- User type
- OCD Conqueror
- Date posted
- 2y
Can’t stand to hear this!
I can’t stand it when people say that they think everyone is a little ocd. I especially can’t stand it when it’s an immediate family member saying this to me, & after I have talked with them about something related to my ocd. You know, opening up a little with them about myself & this part of me. Which is very hard for me to share with my family about anyway. Then for them to say this insensitive, invalidating thing, I have started to say something more back to this now. I used to just simply say, maybe. Now I have started to say, maybe, but most people do not have ocd to the point that it interferes severely with their everyday life. I know my family doesn’t mean any harm by this. It is a lack of knowledge & understanding. I know they love me. I know they want the best for me. I just wish they understood how hurtful that comment is to me & how it reinforces for me that I am being continually misunderstood by the people who are the closest to me. If they can’t understand me, then how can anyone else, you know. I don’t need any reassurance here.

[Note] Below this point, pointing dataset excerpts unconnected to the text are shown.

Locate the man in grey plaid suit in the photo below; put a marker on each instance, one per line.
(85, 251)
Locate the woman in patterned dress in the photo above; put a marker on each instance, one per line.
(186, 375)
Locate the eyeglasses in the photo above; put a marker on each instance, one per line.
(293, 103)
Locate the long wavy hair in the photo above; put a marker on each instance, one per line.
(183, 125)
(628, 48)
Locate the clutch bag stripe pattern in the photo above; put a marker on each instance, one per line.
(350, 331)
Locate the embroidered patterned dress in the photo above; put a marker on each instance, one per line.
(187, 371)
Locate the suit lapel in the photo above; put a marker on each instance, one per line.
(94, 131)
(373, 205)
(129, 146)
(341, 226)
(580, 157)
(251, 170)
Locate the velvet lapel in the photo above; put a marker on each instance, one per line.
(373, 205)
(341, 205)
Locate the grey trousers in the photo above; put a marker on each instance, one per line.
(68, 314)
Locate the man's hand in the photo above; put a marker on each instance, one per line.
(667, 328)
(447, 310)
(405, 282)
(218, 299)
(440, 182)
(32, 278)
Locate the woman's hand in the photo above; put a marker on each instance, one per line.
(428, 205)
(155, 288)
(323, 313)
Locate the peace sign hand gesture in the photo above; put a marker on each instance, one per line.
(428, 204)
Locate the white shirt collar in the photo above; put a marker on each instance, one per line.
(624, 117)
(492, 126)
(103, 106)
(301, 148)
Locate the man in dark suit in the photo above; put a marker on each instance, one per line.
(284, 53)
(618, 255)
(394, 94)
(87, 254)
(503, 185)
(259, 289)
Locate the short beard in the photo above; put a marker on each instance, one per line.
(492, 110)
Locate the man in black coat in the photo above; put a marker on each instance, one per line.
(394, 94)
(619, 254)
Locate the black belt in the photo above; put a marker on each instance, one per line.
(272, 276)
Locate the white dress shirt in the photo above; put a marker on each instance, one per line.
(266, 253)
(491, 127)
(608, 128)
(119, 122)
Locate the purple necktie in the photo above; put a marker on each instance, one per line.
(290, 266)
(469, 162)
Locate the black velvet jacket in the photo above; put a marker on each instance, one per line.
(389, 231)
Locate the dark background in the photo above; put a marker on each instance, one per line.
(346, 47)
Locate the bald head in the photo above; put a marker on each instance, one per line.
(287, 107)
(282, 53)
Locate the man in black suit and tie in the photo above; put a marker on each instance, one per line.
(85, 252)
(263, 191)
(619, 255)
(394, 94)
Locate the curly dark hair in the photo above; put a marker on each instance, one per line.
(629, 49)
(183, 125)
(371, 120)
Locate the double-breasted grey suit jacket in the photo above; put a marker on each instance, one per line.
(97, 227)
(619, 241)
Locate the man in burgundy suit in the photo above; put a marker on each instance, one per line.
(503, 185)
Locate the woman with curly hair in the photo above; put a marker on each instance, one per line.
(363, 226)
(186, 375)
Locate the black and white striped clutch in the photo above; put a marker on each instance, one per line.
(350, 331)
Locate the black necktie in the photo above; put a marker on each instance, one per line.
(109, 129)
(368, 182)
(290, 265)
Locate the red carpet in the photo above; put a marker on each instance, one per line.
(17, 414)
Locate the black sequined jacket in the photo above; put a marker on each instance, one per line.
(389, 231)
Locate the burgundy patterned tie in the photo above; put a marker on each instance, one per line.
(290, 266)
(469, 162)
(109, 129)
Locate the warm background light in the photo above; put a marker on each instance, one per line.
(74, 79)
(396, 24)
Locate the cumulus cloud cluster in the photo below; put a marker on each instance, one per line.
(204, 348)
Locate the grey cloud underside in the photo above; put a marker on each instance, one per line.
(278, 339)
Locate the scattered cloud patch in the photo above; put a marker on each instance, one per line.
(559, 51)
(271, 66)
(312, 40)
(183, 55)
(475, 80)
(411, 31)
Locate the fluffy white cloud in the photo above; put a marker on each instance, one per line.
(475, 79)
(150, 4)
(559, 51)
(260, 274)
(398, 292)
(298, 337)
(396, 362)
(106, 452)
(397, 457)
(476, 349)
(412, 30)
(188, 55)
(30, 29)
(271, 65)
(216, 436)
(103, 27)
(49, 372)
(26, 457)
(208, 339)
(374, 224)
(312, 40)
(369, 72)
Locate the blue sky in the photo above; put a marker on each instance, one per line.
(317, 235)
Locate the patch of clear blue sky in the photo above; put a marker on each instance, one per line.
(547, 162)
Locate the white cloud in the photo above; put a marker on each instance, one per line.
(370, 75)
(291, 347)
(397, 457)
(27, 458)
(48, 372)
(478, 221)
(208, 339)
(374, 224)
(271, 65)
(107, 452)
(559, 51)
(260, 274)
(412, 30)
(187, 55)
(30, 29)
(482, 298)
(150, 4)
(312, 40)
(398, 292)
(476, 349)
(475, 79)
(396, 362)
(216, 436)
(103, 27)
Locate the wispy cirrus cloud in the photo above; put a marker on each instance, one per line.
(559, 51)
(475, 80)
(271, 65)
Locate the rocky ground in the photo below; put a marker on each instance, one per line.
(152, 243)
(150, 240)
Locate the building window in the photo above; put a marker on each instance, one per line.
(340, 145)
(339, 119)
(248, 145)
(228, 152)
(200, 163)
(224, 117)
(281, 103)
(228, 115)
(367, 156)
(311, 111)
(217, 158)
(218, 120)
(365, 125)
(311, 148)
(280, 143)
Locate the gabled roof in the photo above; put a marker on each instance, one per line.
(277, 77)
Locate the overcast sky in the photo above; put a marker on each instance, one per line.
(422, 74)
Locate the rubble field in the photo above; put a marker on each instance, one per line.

I just wanted to say that it is not helpful at all when people say this comment to those of us diagnosed with ocd. And those who have had ocd their whole lives & are only finding this out during middle age. That is 40-50 years of obsessions & compulsions. A huge amount of time being misunderstood & not knowing why I did the things that I did. Not liking what I always would do, but not knowing why I would do it, over & over again. I’m glad for a diagnosis now. It’s hard. As you all know. And I go back & forth more than I’d like still. But I’m trying. Some days are better than others. Today was a win in some ways. I attended a baby shower for my bonus daughter & her fiancée, it was nice. Although I was anxious/uncomfortable at times I stayed the entire time & I talked to several people I had never met before today. I’m pretty sure I have a bit of social anxiety. Especially in bigger groups & with lots of people I don’t know. But I went to the baby shower & I was social & talked to others who I didn’t know previously, & I stayed the entire time. I did what I wanted to today & I was there for my bonus daughter. That was what I wanted.